Deduplication for repetitive data?

I’m monitoring some data and, although some fields continually change over time, other fields don’t (usually). In fact, they very rarely change; but I want to monitor them nevertheless for if and when they do. Data is being recorded with Telegraf and sent to InfluxDB.

Since several thousand points could have been taken with the same value, is there functionality that de-duplicates this at the InfluxDB level? Or is it possible for me to include a conditional statement when getting the input data in Telegraf? (IE get last value, only store a new point if the new value is different)?

Many thanks!

Hello @trevelyanuk,

Thanks for your question. I don’t think there’s a way to handle conditional ingest with Telegraf or Kapacitor.
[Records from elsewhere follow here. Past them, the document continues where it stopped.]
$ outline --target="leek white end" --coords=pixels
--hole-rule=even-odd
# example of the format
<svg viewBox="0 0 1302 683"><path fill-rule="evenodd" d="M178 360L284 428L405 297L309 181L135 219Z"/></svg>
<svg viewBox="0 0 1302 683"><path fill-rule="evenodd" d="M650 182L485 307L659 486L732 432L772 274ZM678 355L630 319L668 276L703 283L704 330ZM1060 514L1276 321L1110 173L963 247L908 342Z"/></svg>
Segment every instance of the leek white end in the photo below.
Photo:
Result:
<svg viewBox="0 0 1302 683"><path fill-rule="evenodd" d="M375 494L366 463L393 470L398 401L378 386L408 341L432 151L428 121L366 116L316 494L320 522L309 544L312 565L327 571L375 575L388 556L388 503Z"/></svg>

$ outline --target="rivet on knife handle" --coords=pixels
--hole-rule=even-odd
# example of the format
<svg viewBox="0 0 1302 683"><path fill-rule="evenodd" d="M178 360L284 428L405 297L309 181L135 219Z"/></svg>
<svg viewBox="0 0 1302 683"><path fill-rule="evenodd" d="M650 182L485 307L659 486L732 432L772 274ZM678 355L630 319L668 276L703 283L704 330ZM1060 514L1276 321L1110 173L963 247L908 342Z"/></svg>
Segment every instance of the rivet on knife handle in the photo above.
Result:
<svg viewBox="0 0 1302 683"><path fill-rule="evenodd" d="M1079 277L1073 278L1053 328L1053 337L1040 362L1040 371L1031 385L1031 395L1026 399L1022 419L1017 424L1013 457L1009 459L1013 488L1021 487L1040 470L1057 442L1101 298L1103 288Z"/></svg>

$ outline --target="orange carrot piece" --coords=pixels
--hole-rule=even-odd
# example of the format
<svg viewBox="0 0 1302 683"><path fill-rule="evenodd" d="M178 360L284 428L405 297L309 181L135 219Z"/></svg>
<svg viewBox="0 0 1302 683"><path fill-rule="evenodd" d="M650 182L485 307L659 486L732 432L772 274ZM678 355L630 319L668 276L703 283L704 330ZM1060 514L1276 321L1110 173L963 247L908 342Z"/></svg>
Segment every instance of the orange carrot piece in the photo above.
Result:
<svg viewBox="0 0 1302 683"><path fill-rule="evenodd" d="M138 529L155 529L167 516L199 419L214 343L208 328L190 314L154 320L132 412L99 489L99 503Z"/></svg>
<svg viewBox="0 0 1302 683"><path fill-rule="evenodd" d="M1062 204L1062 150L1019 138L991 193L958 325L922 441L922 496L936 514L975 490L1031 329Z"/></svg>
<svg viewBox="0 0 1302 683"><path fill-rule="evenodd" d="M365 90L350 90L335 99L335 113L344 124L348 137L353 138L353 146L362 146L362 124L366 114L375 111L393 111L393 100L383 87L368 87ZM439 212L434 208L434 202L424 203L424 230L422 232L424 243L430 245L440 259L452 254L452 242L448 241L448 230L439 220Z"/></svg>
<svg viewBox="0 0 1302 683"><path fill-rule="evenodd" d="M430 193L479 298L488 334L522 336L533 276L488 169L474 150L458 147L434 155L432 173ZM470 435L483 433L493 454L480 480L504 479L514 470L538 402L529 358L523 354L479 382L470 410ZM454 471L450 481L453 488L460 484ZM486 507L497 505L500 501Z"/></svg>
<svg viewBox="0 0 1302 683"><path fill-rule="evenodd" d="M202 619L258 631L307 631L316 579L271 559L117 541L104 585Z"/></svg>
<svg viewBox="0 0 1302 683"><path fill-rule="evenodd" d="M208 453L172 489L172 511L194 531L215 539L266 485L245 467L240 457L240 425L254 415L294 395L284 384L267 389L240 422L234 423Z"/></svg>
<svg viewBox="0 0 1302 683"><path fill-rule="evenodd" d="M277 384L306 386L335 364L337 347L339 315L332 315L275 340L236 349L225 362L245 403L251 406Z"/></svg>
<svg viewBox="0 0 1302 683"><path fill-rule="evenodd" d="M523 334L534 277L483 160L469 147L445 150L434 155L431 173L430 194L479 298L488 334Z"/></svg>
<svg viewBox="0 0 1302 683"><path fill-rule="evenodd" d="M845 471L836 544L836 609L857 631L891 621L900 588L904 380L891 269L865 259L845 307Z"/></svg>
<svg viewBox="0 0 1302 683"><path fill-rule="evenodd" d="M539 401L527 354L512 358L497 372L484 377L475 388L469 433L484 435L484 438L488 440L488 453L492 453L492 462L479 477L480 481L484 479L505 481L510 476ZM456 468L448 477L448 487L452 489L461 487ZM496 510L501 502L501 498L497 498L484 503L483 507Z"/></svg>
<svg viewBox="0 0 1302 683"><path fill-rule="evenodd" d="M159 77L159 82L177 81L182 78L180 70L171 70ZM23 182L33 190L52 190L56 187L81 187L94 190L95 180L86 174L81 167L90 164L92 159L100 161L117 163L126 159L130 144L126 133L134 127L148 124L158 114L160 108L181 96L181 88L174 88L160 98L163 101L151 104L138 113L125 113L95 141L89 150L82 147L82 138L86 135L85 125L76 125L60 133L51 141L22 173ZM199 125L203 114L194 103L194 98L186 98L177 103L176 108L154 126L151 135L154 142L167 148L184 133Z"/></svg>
I’m looking more into Kapacitor in case there’s something I’m missing, but right now I can suggest ingesting all of the data and setting alerts for when the data changes (assuming that you’re primarily interested in tracking the change):

Pretty much - but also saving the SD of my Pi a bit, where this is running…

To be fair, it it only 96 points a minute extra - but, due to the infrequency of the data changing, I think I’ll write a separate script to simply check the data and then send a metric when something happens.

Thanks anyhoo!

Hi,

Further to the OP’s original question: is any form of data deduplication possible with InfluxDB? We are using a v1.6.5 enterprise cluster.

Thanks

@ruairinewman @trevelyanuk,

You could try writing a UDF or just using a CL or the API to write your own custom scripts to either prevent or eliminate duplicates.

Also FYI, data deduplication is usually a feature provided by a database or filesystem which InfluxDB does not provide. The goal of deduplication is to reduce storage usage, but InfluxDB already has extremely efficient compression, so you don’t have to worry about data deduplication.